Boston is getting a new plan to combat the effects of climate change. Mayor Marty Walsh on Wednesday unveiled his "Resilient Boston Harbor" proposal.
Walsh says his plan is not just a comprehensive strategy to protect the city from climate change flooding, but a transformative vision that will add 67 acres of greenspace to Boston's 47-mile shoreline.
The idea is to build seawalls and natural barriers, and elevate roads in low-lying areas by as much as 7 feet to prevent flooding from rising sea levels. A redesign of Morrissey Boulevard in Dorchester is one proposal in the plan.
"This is about prevention," Walsh told reporters in a briefing Tuesday. "Making investments in this type of work is the key to our city."
The Boston Harbor Cruises ticket office stands surrounded by water as high tide floods Long Wharf during the March 2018 nor'easter. (Robin Lubbock/WBUR)
The mayor couldn't say how much the harbor resiliency plan will cost, but says it'll require funds from the state, federal government, companies and philanthropies.
The idea is to spend millions to save billions.

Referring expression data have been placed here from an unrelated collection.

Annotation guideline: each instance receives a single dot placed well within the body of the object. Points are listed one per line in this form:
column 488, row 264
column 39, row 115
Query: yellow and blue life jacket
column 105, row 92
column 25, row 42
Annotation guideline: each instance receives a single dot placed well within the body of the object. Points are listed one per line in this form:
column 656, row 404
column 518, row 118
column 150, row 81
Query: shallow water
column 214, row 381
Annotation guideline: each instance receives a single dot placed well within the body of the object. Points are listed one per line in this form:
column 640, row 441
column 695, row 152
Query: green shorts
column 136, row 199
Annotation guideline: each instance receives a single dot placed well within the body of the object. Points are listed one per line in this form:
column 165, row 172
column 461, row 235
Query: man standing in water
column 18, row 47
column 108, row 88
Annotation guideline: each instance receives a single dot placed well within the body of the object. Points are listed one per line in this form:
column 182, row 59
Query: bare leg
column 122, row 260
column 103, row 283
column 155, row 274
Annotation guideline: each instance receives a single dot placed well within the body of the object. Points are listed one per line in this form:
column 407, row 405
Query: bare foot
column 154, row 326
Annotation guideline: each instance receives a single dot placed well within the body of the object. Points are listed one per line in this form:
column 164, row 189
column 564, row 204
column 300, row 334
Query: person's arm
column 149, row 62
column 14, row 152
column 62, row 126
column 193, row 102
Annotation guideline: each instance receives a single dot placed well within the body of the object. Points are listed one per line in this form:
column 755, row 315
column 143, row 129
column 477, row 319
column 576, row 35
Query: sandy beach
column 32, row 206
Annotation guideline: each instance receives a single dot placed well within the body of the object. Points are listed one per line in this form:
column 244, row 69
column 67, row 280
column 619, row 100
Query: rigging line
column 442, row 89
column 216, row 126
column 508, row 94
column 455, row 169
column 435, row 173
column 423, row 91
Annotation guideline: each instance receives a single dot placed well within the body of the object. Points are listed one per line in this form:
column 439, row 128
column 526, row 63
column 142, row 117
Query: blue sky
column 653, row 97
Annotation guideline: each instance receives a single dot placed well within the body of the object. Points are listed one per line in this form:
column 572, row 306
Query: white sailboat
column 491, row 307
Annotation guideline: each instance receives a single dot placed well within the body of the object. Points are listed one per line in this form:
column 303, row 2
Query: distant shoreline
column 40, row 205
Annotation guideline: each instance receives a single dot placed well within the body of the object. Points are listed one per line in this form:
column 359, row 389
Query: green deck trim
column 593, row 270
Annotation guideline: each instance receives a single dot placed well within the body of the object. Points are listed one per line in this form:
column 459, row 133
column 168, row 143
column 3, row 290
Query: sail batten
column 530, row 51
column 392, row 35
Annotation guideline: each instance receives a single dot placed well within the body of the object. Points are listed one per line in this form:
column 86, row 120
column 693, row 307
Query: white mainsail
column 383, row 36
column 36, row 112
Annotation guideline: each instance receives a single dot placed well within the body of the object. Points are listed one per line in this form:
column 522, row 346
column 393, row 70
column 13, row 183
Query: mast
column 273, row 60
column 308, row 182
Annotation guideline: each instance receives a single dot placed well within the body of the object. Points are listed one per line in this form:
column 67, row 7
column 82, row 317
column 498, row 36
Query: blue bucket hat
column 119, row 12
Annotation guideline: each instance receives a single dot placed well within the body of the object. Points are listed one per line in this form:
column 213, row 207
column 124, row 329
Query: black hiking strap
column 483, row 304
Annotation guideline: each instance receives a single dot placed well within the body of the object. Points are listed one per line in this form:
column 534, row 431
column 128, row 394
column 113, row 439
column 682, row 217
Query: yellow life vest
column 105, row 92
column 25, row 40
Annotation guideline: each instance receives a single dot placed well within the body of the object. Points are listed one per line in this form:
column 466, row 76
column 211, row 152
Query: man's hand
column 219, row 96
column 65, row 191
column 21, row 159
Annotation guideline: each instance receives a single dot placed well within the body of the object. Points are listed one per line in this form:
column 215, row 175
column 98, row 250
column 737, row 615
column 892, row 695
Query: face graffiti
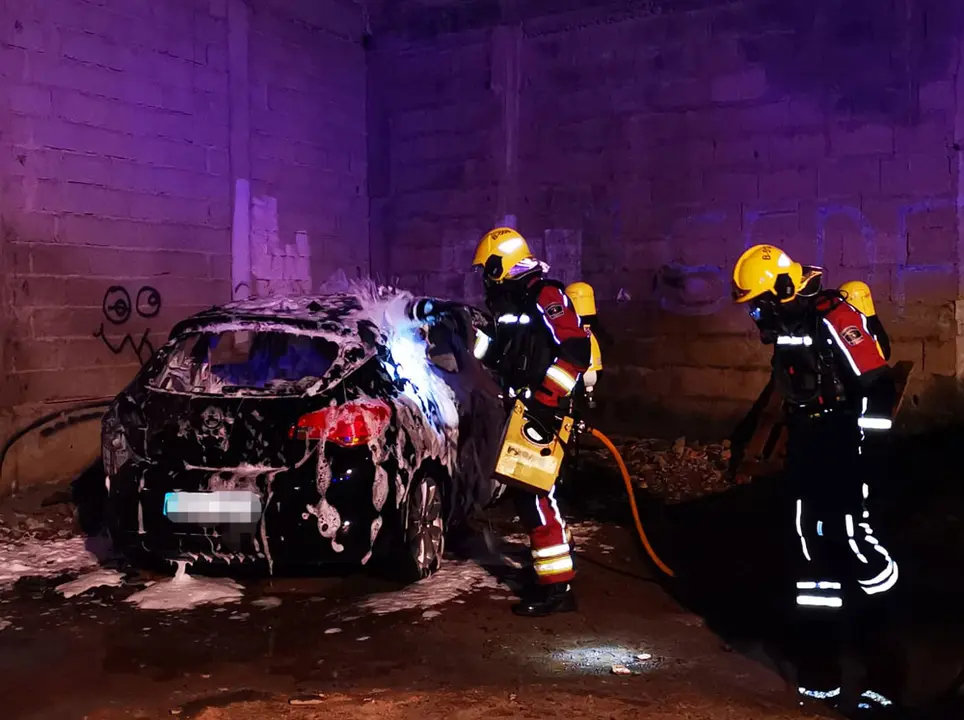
column 117, row 309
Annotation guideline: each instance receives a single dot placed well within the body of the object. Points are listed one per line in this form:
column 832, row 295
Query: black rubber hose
column 43, row 420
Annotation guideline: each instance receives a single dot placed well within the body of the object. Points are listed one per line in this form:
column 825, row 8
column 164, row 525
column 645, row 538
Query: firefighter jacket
column 827, row 358
column 536, row 343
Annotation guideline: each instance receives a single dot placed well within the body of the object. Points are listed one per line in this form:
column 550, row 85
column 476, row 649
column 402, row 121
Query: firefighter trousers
column 549, row 538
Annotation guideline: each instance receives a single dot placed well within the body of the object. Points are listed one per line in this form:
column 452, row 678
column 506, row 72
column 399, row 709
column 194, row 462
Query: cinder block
column 864, row 140
column 217, row 162
column 937, row 95
column 94, row 50
column 170, row 154
column 909, row 350
column 50, row 385
column 27, row 227
column 57, row 292
column 82, row 199
column 13, row 63
column 940, row 357
column 934, row 136
column 731, row 187
column 750, row 152
column 848, row 177
column 60, row 323
column 744, row 384
column 699, row 381
column 918, row 176
column 35, row 355
column 29, row 35
column 171, row 71
column 29, row 100
column 737, row 121
column 88, row 169
column 161, row 208
column 70, row 260
column 932, row 236
column 76, row 107
column 930, row 287
column 917, row 321
column 795, row 184
column 103, row 232
column 219, row 267
column 796, row 149
column 740, row 87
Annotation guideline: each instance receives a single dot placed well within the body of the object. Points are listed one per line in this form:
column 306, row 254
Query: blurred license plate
column 213, row 508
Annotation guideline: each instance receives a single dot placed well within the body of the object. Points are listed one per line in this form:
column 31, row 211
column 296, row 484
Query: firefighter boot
column 547, row 600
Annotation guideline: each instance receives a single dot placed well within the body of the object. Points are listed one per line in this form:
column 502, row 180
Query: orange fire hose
column 632, row 501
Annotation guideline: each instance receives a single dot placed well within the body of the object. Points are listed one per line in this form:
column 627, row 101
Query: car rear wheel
column 423, row 527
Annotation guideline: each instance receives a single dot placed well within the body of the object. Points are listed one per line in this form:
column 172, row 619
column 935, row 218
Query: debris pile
column 674, row 471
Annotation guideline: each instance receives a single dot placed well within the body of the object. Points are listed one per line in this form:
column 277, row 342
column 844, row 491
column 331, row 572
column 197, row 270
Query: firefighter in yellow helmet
column 539, row 349
column 830, row 366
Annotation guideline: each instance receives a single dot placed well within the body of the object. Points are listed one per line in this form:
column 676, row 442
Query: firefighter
column 830, row 365
column 584, row 303
column 539, row 349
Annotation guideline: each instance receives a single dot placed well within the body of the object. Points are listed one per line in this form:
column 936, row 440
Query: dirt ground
column 700, row 646
column 94, row 656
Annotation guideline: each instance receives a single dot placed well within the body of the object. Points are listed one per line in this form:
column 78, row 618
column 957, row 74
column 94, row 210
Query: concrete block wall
column 434, row 175
column 119, row 152
column 673, row 137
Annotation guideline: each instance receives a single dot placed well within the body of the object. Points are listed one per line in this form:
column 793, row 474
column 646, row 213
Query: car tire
column 423, row 528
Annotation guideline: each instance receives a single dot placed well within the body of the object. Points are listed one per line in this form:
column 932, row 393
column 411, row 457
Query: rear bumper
column 288, row 532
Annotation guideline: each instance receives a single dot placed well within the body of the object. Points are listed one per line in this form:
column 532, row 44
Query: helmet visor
column 739, row 294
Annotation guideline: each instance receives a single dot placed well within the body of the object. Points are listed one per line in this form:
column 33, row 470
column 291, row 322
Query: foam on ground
column 185, row 592
column 98, row 578
column 451, row 581
column 43, row 558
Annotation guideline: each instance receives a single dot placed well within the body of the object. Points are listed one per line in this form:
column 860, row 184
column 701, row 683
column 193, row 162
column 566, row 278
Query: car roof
column 338, row 314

"The investments you make now are the savings of tomorrow," Walsh said.
One example the mayor gave was spending $160 million to make East Boston more resilient to flooding, saying it could prevent $450 million in damages in the future.
The mayor all but buried the idea of building a barrier in the harbor. That's after a feasibility study from UMass Boston researchers advised against such a barrier.